Kepalanya mengangguk.
"Mauuuuuu." Aku menerima handphone-nya dan menggeser-geser foto dari galerinya, ofkors setelah dia kasih izin. "Aaaaa ini lucu banget siiihhh, ini jugaaa. Demi apa, semuanya lucuuuuu. Orang kok bisa ya kreatif begini. Aku modalnya cuma ke Pinterest tau." Aku tertawa miris.
Dia ikutan tertawa. "Mau wallpaper-nya?"
"Boleeeehhh???"
"Boleh dong. Aku kirim lewat apa?"
"Airdrop?"
"Sure."
Lalu begitu aja, aku sudah mendapat banyak wallpaper menggemaskan dari bayi menggemaskan itu. Rakyatnya Cipung memang terbaik, skill editnya luar biasa. Aku bagian yang menikmati dan menghargai. "Thank you! Aku gantiin traktir minuman, boleh?"
Dia ketawa. "Nggak perlu nggak perlu, thank you."
"Jadi ini wallpaper gratis?"
"Itu foto juga kan bukan aku yang ambil, aku bagian edit aja. Tapi kalau mau barter, boleh sama Instagram kamu." Dia kasih tawa di belakang kalimatnya.
"A a." Aku memicingkan mata sambil ketawa. "Aku udah punya pacar by the way."
"Nggak masalah, nambah temen sesama rakyat Cipung."
"Ohiya bener, sori." Aku menertawakan diriku sendiri, malu euy karena mikir tadi kalau dia lagi berusaha ajak aku kenalan untuk ke arah sana.
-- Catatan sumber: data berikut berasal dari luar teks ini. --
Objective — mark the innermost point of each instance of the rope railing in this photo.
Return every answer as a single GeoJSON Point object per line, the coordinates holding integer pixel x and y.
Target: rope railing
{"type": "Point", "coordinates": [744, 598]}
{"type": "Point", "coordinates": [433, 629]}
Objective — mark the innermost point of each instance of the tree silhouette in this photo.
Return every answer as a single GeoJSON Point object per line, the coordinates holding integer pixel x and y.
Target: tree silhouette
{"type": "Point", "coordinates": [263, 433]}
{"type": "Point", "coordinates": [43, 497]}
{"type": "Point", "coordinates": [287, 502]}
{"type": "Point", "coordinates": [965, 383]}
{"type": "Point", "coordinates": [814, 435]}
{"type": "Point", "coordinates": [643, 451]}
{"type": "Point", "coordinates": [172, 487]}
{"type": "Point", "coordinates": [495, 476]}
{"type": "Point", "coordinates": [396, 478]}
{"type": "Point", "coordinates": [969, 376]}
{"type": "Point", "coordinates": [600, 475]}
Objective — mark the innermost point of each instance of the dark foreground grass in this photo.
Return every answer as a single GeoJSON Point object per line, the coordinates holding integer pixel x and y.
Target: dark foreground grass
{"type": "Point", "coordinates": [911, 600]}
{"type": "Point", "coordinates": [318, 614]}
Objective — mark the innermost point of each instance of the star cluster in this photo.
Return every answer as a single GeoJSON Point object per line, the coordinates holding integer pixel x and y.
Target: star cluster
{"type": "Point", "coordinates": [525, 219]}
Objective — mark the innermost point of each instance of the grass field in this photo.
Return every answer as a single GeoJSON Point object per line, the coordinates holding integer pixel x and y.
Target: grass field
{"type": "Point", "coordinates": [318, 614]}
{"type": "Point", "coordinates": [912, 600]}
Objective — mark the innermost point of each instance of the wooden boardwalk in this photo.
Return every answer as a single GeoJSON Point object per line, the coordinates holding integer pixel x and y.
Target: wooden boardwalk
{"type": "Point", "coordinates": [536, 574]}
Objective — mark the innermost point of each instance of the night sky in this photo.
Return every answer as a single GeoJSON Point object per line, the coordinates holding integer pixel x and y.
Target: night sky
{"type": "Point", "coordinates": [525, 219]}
Uthi, Uthi, bener-bener deh lo! Aku memberinya username Instagram-ku dan dia langsung follow aku di sana. Buset, niat banget nih orang kelola Instagram dia, rapi dan estetik. "Daffa, is that you?" Username dia nggak jelas, begitu di profil, nggak ada nama atau apalah. Tapi aku nemu komen orang nyebut nama itu di postingan terbarunya.
Dia mengangguk. "U ... Uthi? Ini apa? D for—"
"Dyuthi."
"Oh I see. Dyuthi, dipanggilnya Uthi?"
"Betuull!"
"Rakyatnya Cipung yang cewek emang pada cantik-cantik, ya?" katanya pelan sambil tertawa.
"Look at you!" Dia nggak ngaca ya kalau yang namanya Daffa emang pada cakep-cakep. Ya walaupun belum mampu menandingi kecakepan Sa—waduh, wauduh, waduh! Pacarku tadi mana nih. Lumayan panik, aku menyalakan handphone dna membuka WhatsApp. Benar aja, chat Saki belum aku balas. Tapi aku mengembuskan napas lega, karena isi chat-nya adalah; nikmatin me time-nya ya, Sayang. Nanti kalau udah kabari aku, kalau mau dijemput pas pulangnya, lemme know. Aku mau banget.
Manisnya ngalahin gula apa pun di dunia.
---
Ki, Sakiiiiiii, liat noh cewek lu friendly abis nemu sesama golongannya menjdi rakyat cipung.